Upon hearing that Jack Kerouac had written his wildly popular novel “On The Road” on one continuous scroll of typewriter paper during a three-week benzedrine binge, the novelist Truman Capote famously quipped:

“That’s not writing, that’s just typing.”

It’s not that Capote was wrong, it’s that he missed the point.

Three weeks in the typing, four years in the writing

Putting aside the envy responsible for Capote’s quip – no writer relishes seeing another writer being launched into the literary stratosphere right under their nose – the truth is that Jack Kerouac had in fact been working on his “road book” for four whole years before he sat down to do the infamous benzedrine draft.

He wrote draft after draft.
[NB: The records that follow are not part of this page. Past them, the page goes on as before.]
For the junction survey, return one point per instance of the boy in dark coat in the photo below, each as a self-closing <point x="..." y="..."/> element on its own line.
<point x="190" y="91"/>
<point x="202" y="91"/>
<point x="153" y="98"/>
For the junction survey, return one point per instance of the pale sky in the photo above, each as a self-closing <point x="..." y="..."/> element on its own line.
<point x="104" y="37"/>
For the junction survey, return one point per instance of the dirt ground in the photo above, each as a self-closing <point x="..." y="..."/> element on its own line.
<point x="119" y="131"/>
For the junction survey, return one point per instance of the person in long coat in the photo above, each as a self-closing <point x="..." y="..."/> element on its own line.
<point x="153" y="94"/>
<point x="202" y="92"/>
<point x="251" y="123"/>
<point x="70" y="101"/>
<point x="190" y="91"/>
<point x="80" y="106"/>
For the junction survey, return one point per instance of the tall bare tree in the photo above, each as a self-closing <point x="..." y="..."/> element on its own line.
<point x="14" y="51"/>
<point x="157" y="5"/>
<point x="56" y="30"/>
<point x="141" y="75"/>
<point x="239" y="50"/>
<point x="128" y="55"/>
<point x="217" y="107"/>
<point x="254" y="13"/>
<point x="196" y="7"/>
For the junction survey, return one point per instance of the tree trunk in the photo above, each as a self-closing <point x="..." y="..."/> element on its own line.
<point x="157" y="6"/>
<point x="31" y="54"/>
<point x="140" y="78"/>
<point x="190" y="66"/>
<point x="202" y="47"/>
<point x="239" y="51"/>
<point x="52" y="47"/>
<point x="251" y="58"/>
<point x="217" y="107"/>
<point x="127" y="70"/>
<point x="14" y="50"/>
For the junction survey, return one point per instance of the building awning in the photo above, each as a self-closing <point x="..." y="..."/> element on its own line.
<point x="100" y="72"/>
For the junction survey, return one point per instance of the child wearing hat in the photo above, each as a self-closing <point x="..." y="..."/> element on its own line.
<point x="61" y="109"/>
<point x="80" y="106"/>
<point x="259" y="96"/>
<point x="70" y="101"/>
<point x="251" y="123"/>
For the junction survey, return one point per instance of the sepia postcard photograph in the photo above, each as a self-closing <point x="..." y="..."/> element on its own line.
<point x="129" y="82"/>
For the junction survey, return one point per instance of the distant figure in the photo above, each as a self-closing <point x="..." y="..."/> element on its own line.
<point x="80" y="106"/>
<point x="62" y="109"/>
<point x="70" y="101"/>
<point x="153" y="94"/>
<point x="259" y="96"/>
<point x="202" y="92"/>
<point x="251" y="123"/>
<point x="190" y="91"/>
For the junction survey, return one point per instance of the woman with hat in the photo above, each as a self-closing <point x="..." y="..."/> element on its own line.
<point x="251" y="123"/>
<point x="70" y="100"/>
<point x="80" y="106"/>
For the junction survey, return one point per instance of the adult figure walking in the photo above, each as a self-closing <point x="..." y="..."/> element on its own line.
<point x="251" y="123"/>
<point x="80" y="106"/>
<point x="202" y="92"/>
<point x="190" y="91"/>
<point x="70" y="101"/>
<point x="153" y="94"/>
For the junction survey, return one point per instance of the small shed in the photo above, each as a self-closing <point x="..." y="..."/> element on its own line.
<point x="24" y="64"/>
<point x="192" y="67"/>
He tried different styles, different ways of telling the story he knew was in him somewhere. He put in the time, and he had the patience, to get to know his material inside and out – so well, in fact, that he could then sit at his typewriter and bang out something as incredible as On The Road in three weeks.

And so, in this sense, Capote was completely right – sitting down at a typewriter and just typing for weeks is not writing. It’s just that that’s not what happened with On The Road

The final result is just one piece of the puzzle

If you’re writing a novel, or a song, or a speech, then the most satisfying moment is finishing it. It’s having the novel on your hard-disk, ready to send to your editor. It’s having the song recorded and ready to share with your fans. It’s being 100% ready to deliver that speech.

It’s very easy, though, to confuse that final result with the whole picture.

You see, that novel, that song, that speech… that’s not the whole picture at all. That is merely the tangible proof – the evidence of the journey you’ve been on – what was probably a very long, very deep, and very challenging journey.

From the first grain of a little idea, to jotting down connecting ideas on napkins, to taking rainy walks to muse upon it further, to writing draft after draft after draft – each one showing you something essential to the whole, but not quite hitting the mark – to finally, finally, finally, having it all converge and become something you can hang your hat on.

There’s no point denying the intoxicating nature of finishing – of holding that final tangible result in your hands – but you make it all the more sweet by focusing on everything that comes before it, on knowing your material like the back of your hand.

The danger of the Kerouac “writing On The Road in three weeks story” is that just because he typed it in three weeks, doesn’t mean he wrote it in three weeks. Art takes time. Let it.